The result of this test is that the \(p\)-value = 0.000 \(< \alpha=0.05\), so reject the null
hypothesis of independence. Conclude that the type of *Bike* a
person rides and the thickness of their *Jacket* are related.

To visualize the relationship of the two variables, use the same
function call syntax, but now to `BarChart()`

instead of
`Prop_test()`

. The visualization is accompanied by the same
\(\chi^2\) test of independence.

```
## >>> Suggestions
## Plot(Jacket, Bike) # bubble plot
## BarChart(Jacket, by=Bike, horiz=TRUE) # horizontal bar chart
## BarChart(Jacket, fill="steelblue") # steelblue bars
##
## Joint and Marginal Frequencies
## ------------------------------
##
## Jacket
## Bike Lite Med Thick Sum
## BMW 89 135 194 418
## Honda 283 207 117 607
## Sum 372 342 311 1025
##
## Cramer's V: 0.319
##
## Chi-square Test of Independence:
## Chisq = 104.083, df = 2, p-value = 0.000
```

The visualization depicts the relationship between motorcycle and jacket: Honda riders prefer thinner jackets, and BMW riders prefer thicker jackets.
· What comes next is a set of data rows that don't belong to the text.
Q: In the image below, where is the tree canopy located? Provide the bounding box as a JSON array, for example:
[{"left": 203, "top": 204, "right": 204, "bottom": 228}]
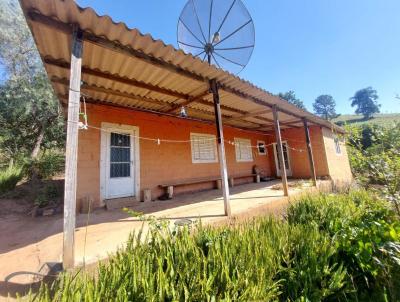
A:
[
  {"left": 350, "top": 87, "right": 381, "bottom": 118},
  {"left": 313, "top": 94, "right": 338, "bottom": 120},
  {"left": 278, "top": 90, "right": 307, "bottom": 110}
]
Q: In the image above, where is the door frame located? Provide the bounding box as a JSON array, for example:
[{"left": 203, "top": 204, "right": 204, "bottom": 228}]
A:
[
  {"left": 100, "top": 122, "right": 140, "bottom": 203},
  {"left": 273, "top": 141, "right": 293, "bottom": 176}
]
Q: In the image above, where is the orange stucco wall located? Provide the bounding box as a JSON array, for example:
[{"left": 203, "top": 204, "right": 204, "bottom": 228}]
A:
[
  {"left": 77, "top": 104, "right": 351, "bottom": 209},
  {"left": 77, "top": 104, "right": 271, "bottom": 208}
]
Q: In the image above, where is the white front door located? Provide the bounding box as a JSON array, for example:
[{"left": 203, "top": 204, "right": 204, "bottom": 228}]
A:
[{"left": 274, "top": 142, "right": 292, "bottom": 176}]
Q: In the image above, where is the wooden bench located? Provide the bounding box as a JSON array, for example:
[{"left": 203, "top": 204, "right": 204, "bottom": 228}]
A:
[
  {"left": 159, "top": 176, "right": 222, "bottom": 199},
  {"left": 228, "top": 173, "right": 260, "bottom": 187},
  {"left": 159, "top": 173, "right": 260, "bottom": 199}
]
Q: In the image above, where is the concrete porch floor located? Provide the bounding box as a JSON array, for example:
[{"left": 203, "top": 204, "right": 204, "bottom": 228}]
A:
[{"left": 0, "top": 180, "right": 323, "bottom": 297}]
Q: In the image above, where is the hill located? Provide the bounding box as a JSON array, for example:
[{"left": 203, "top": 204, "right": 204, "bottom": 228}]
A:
[{"left": 333, "top": 113, "right": 400, "bottom": 126}]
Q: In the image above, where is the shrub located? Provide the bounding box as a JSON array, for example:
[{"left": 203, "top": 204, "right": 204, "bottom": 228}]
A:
[
  {"left": 0, "top": 166, "right": 23, "bottom": 194},
  {"left": 288, "top": 191, "right": 400, "bottom": 301},
  {"left": 35, "top": 184, "right": 61, "bottom": 208},
  {"left": 25, "top": 151, "right": 65, "bottom": 179}
]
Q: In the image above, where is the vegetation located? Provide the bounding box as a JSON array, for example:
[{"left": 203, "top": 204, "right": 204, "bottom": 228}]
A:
[
  {"left": 350, "top": 87, "right": 381, "bottom": 118},
  {"left": 0, "top": 166, "right": 22, "bottom": 194},
  {"left": 313, "top": 94, "right": 338, "bottom": 120},
  {"left": 332, "top": 113, "right": 400, "bottom": 127},
  {"left": 31, "top": 191, "right": 400, "bottom": 301},
  {"left": 346, "top": 123, "right": 400, "bottom": 215},
  {"left": 278, "top": 90, "right": 307, "bottom": 110}
]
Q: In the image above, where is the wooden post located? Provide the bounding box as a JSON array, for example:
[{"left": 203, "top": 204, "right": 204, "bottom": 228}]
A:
[
  {"left": 303, "top": 118, "right": 317, "bottom": 186},
  {"left": 63, "top": 27, "right": 83, "bottom": 269},
  {"left": 272, "top": 105, "right": 289, "bottom": 196},
  {"left": 210, "top": 80, "right": 231, "bottom": 216}
]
To speculate, perhaps because the BMW bikes are sportier, their riders are more concerned with going down on the pavement.
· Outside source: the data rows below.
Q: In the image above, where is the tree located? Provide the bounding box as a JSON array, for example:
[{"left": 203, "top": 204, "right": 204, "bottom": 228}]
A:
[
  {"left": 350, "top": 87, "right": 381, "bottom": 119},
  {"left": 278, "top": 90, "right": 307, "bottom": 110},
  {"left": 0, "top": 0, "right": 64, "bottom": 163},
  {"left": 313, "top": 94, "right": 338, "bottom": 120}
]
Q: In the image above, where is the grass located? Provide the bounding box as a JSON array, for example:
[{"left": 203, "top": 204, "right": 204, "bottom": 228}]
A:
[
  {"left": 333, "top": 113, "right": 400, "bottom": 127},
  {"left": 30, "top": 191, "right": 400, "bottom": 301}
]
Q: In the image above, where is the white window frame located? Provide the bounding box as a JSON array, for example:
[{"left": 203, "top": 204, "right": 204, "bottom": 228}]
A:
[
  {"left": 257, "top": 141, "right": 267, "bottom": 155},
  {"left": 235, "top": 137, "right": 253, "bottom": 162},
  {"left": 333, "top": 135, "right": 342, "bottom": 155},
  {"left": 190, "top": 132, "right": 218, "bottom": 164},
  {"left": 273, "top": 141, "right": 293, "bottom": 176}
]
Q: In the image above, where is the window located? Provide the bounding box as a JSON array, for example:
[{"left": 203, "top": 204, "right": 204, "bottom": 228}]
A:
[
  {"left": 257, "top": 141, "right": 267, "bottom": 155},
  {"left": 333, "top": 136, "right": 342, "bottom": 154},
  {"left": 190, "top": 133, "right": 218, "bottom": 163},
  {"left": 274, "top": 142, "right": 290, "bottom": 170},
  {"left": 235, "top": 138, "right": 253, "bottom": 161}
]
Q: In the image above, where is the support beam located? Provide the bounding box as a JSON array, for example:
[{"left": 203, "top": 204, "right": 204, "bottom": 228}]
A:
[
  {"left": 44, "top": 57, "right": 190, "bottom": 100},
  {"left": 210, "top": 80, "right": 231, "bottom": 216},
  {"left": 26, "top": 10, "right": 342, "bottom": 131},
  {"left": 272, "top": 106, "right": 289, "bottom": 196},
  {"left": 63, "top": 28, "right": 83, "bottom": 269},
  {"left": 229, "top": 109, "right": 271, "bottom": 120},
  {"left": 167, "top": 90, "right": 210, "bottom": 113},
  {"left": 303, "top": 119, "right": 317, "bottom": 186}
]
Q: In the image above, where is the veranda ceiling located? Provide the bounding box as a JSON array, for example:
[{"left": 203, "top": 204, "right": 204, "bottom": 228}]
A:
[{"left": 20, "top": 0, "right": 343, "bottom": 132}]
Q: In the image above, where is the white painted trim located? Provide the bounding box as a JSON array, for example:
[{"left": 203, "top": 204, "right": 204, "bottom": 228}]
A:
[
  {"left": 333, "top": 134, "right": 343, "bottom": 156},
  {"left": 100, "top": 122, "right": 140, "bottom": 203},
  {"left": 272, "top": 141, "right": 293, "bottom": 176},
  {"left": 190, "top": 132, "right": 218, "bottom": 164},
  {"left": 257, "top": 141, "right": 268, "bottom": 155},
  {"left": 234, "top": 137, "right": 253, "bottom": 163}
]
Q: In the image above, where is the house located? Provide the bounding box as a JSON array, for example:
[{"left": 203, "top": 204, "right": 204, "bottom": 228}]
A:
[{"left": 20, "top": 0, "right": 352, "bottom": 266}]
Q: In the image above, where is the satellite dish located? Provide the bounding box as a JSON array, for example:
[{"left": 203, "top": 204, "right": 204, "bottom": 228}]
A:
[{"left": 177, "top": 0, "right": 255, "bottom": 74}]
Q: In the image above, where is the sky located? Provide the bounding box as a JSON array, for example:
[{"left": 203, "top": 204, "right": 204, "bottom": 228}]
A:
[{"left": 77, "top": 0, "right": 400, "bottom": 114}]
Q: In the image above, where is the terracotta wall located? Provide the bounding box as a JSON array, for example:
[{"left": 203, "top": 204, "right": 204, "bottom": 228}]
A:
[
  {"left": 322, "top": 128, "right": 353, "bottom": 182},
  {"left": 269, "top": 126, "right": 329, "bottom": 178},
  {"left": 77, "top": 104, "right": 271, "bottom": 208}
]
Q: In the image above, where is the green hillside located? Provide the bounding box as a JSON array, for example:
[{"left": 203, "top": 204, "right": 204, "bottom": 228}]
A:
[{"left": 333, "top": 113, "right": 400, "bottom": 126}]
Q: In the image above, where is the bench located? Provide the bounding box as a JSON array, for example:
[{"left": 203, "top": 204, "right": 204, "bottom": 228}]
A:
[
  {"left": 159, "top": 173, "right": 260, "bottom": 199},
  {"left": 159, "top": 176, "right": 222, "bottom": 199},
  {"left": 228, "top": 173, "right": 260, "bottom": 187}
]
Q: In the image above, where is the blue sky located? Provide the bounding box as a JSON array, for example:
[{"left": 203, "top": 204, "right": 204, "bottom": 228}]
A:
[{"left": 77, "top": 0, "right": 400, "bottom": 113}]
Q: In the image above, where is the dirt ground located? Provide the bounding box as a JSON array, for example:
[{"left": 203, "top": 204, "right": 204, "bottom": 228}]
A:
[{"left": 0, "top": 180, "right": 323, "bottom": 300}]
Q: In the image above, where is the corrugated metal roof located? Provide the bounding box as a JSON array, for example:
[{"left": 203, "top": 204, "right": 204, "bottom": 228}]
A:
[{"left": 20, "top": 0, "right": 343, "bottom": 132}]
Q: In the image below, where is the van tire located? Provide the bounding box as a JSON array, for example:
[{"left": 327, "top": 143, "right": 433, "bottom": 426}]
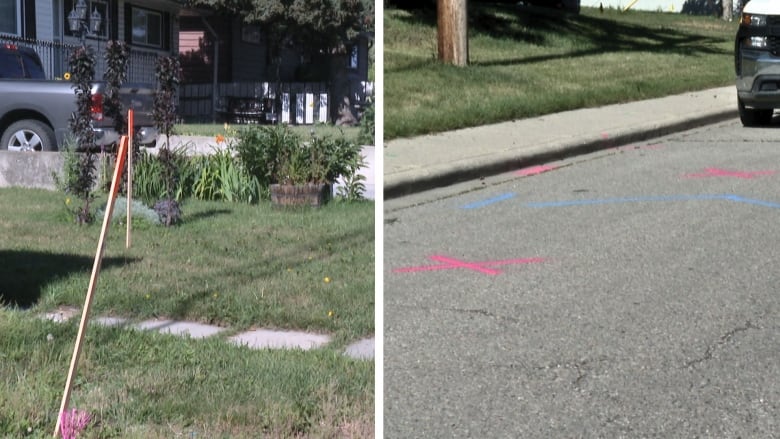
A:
[
  {"left": 737, "top": 99, "right": 774, "bottom": 127},
  {"left": 0, "top": 119, "right": 57, "bottom": 151}
]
This relationship becomes even clearer to visualize with the corresponding 100% stack bar graph. Each bar representing a jacket choice in this visualization shows the percentage of riders with each type of motorcycle for that jacket.

```
## >>> Suggestions
## Plot(Jacket, Bike) # bubble plot
## BarChart(Jacket, by=Bike, horiz=TRUE) # horizontal bar chart
## BarChart(Jacket, fill="steelblue") # steelblue bars
##
## Joint and Marginal Frequencies
## ------------------------------
##
## Jacket
## Bike Lite Med Thick Sum
## BMW 89 135 194 418
## Honda 283 207 117 607
## Sum 372 342 311 1025
##
## Cramer's V: 0.319
##
## Chi-square Test of Independence:
## Chisq = 104.083, df = 2, p-value = 0.000
##
## Cell Proportions within Each Column
## -----------------------------------
##
## Jacket
## Bike Lite Med Thick
## BMW 0.239 0.395 0.624
## Honda 0.761 0.605 0.376
## Sum 1.000 1.000 1.000
```

From this visualization we see that 24% of Lite jacket owners are BMW riders, and, in contrast, 62% of the owners of Heavy jackets are BMW riders.